# NA Baby II



## gillo45 (21 Feb 2012)

DSC_0875 by gillo45, on Flickr

With the help from Edward I have a great Planted Tank


----------



## sussex_cichlids (21 Feb 2012)

Hi gillo
Looks Lovely only going to get better with time


----------



## Ady34 (21 Feb 2012)

indeed you do, great looking set up.


----------



## Aquadream (21 Feb 2012)

This is very charming island you'v got there.


----------



## Iain Sutherland (21 Feb 2012)

good looking tank mate.


----------



## Antoni (21 Feb 2012)

Nice looking tank! Will keep an eye on this one definitely!


----------



## faizal (22 Feb 2012)

That is a sweet tank


----------



## gillo45 (22 Feb 2012)

Thanks guys like I said all thanks to Edward (piece-of-fish) he is a great guy. Might do a journal later on


----------



## sussex_cichlids (22 Feb 2012)

Gillo a Journal sounds good will it be for this tank or a new project look forward to following it


----------



## Antipofish (22 Feb 2012)

Very stunning.  High impact and visually very appealing.  Love the chunky wood too, adds a real feel to it all


----------



## Iain Sutherland (22 Feb 2012)

I think a journal is a must as we would all like to see this progress!
I'd move you drop checker though.. co2 from diffuser will be being pushed straight at it where it is.  I like mine under the outlets quite low down.


----------



## gillo45 (22 Feb 2012)

Antipofish said:
			
		

> Very stunning.  High impact and visually very appealing.  Love the chunky wood too, adds a real feel to it all



Thanks Antipofish



			
				sussex_cichlids said:
			
		

> Gillo a Journal sounds good will it be for this tank or a new project look forward to following it



if i do a Journal it will be for this Tank 





			
				easerthegeezer said:
			
		

> I think a journal is a must as we would all like to see this progress!
> I'd move you drop checker though.. co2 from diffuser will be being pushed straight at it where it is. I like mine under the outlets quite low down.
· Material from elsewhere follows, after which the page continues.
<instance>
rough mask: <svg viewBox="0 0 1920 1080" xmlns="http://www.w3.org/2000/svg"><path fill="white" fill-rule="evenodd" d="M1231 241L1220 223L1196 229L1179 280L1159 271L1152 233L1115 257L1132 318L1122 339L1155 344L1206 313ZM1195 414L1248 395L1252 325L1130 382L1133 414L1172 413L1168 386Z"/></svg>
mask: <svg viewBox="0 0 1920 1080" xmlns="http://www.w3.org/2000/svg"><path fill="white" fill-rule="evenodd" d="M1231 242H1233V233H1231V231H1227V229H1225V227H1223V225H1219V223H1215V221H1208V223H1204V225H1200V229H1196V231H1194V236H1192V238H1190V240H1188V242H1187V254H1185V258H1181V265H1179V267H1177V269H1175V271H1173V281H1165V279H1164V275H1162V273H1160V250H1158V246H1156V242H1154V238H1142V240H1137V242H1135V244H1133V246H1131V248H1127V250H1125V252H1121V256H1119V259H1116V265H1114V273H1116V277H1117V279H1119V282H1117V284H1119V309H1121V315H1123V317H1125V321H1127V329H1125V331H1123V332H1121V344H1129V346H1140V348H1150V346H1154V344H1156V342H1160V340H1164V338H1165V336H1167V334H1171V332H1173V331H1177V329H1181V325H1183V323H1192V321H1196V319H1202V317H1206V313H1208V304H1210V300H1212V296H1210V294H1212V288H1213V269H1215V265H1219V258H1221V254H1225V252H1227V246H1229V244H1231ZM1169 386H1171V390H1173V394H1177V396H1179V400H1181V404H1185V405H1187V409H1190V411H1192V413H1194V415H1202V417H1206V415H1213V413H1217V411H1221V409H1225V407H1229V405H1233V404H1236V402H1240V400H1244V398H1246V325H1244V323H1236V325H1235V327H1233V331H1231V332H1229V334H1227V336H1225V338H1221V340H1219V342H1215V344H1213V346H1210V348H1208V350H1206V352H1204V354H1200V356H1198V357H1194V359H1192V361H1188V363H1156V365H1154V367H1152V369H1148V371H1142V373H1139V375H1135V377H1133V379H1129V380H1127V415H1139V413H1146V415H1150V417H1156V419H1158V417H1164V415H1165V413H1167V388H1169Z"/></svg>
thanks for the advise it makes sense will move it tonight and monitor the results

many thanks Guys


----------



## Radik (22 Feb 2012)

Hi Ben


----------



## gillo45 (22 Feb 2012)

Hi Radik lol


----------



## Piece-of-fish (22 Feb 2012)

Plant list:

Cryptocoryne var. Balansae
Cryptocoryne Wendtii Green
Anubias Barteri var Barteri i guess
Anubias barteri var nana
Anubias barteri var nana petite
Round Pelia
Microsorum pteropus var needle and trident
Unknown moss from Westygxx (probably peocock)
Bolbitis Heudelotii


----------



## LondonDragon (30 Apr 2012)

Any updated on this one?


----------



## Rowly (30 Apr 2012)

+1 for updates!


----------



## Nathaniel Whiteside (30 Apr 2012)

Yeah, looks absolutley stunning! 
I would love to see a recent Photo.

Regards


----------



## Piece-of-fish (3 May 2012)

Unfortunately there will be no more updates  8)  The tank is down.


----------



## Radik (3 May 2012)

Ben the tank killer


----------



## Antipofish (3 May 2012)

Piece-of-fish said:
			
		

> Unfortunately there will be no more updates  8)  The tank is down.



Shame. it was lovely.


----------



## Nathaniel Whiteside (7 May 2012)

Radik said:
			
		

> Ben the tank killer






True,it is a shame. Great looking tank !


----------



## gillo45 (14 Jul 2012)

It will be back guys with a twist. Watch the space


----------